In 1947 she married Raymond David Marginson. Their first son, Simon, was born in 1951 and although she returned briefly to teaching at Eltham High School, she left in 1955 after the birth of their second son, David. A third son, Gregory followed, and it was not until 1969, when their daughter Jenny was old enough for school that she returned to teaching. At Hawthorn West Central School, she taught English to immigrant children until 1982. She joined the Victorian Teachers’ Union in 1969.
She became the Treasurer of the School Council and in 1972 was elected to the Hawthorn City Council on which she served until 1981. In 1976, she was elected its first woman Mayor and in 1979, she became the first woman elected to the Municipal Association of Victoria. She was the Local Government representative on the Victorian Child Development and Family Services
Council and Hawthorn City Council representative on the Family and Community Services Regional Committee.
Betty Marginson’s influence through local government was extensive and long-lasting. Her time on the Council saw the establishment of a day-care hospital, the commissioning of a report on the needs of the ageing in the area and construction of the Hawthorn Aquatic and Leisure Centre. She joined the Australian Local Government Women’s in 1972.

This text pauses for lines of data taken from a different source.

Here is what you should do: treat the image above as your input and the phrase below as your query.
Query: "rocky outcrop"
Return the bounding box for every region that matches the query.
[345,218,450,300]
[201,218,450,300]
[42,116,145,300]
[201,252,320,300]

Her influence on the wider community was equally impressive. Long active in the campaign for abortion law reform, Betty Marginson chaired the Consultative Council on Senior Citizens set up by the Victorian government from 1981 till 1988, when she became Vice Chairperson of its successor, the State Government Older Persons’ Council. She was the foundation president of the Hawthorn chapter of the University of the Third Age and in 1993 was elected President of the Victoria State University of the Third Age Network.
She became a Justice of the Peace in 1979 and was a member of the Council of University College, University of Melbourne from 1983 to 1993, and served as President from 1986 to 1990. She was equally active in other areas, as a member of the National Trust of Australia and National Gallery Society of Victoria from 1960, in the Lyceum Club and as a voluntary worker at the Heide Park and Art Gallery.
Betty Marginson’s contribution to Australia life was recognised by the award of the Queen’s Jubilee Medal in 1977, becoming a Member of the Order of Australia in 1993 and in 2001 becoming one of the two hundred women placed on the Honour Roll of ‘Women Shaping the Nation’ and receiving the Centenary of Federation Medal.